The father of two likely-looking Jewish lads who attend the American mission school is a silversmith and has some means, but as a group the Jews of Kaifeng have not yet developed any Chinese Rothschilds or Guggenheims; nor is the wealth of the city in their control. In other words they seem to have become completely “un-Jewed,” if the expression be allowed, which is their chief claim to interest. For the Chinese, I believe, are the only people in the world who have completely broken the racial tradition of the Jews for remaining a distinct race. The slow and patient sons of Han have blotted out the marks that have identified the sons of Abraham for thousands of years, as they have pacifically assimilated race after race that has come into close contact with them, and it should occasion no great surprise if the Jewish colony of Kaifeng were entirely lost within another generation.

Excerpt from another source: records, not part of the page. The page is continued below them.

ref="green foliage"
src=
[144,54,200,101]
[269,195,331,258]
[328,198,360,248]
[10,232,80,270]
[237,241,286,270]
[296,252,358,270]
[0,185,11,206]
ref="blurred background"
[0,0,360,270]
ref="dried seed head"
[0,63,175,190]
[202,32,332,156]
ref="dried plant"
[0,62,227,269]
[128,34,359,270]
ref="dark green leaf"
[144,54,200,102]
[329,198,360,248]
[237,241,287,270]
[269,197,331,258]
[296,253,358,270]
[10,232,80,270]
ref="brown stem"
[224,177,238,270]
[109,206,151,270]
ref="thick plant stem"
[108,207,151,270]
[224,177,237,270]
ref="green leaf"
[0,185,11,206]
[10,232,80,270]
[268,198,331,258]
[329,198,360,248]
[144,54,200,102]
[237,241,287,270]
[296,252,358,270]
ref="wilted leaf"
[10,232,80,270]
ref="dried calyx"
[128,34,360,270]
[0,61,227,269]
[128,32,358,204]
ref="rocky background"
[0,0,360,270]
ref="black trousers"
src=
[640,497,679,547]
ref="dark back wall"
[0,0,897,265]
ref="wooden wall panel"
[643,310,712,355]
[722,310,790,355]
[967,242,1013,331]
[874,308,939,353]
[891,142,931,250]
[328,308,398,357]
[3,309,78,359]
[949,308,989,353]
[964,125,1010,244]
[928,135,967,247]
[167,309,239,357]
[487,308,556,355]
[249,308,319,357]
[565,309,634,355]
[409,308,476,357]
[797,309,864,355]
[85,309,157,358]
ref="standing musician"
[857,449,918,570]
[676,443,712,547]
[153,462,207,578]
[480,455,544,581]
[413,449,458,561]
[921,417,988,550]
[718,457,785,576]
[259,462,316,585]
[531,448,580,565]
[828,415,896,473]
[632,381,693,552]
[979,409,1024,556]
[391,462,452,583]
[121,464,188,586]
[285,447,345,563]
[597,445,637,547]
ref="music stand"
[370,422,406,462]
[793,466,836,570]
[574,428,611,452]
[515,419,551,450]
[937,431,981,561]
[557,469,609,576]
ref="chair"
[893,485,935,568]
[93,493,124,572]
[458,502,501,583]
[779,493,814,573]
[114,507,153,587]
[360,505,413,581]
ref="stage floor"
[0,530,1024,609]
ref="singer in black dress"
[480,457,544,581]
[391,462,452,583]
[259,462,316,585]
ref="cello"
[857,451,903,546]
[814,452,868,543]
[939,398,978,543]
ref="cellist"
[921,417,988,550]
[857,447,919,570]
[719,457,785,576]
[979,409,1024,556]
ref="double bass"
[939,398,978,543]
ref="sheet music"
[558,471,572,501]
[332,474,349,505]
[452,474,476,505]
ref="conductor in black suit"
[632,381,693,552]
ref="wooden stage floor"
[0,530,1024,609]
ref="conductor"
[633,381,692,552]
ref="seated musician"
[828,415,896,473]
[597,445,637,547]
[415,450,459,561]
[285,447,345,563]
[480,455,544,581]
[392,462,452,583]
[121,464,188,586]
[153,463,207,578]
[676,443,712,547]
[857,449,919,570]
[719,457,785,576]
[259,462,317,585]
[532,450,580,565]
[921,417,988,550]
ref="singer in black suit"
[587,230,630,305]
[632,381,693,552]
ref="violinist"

Soldiers were particularly numerous on the “Lunghai” line west from Chengchow, for this led to the headquarters of China’s just then most powerful general, Wu Pei-fu. Chang and I fell to talking with some of them in the crowded third-class coach. They were all volunteers—except perhaps as hunger and its allies coerce—enlisted for three years, new soldiers drawing, in theory, six “Mex” dollars a month, old ones, for what our own call a “second hitch,” eight. But in practice none of those with whom we spoke had ever been paid more than three such dollars during a single “moon,” at least, as they put it, “in time of peace.” It would be no great wonder if some of those off now on a furlough to their homes with only that amount to their names should be cogitating some violent means of improving that penurious condition of affairs.

One might become an officer within a year, they said, if one proved to be a good soldier, particularly if one were a friend of some friend of the general, or had money to scatter in the right quarter. Company officers seemed to receive about as much as our enlisted men do, with the privilege of buying their own food and clothing; but there are, as every one who has passed a bit of time in present-day China knows, other means by which they, and to a large extent the soldiers under them, often appreciably increase their official stipend.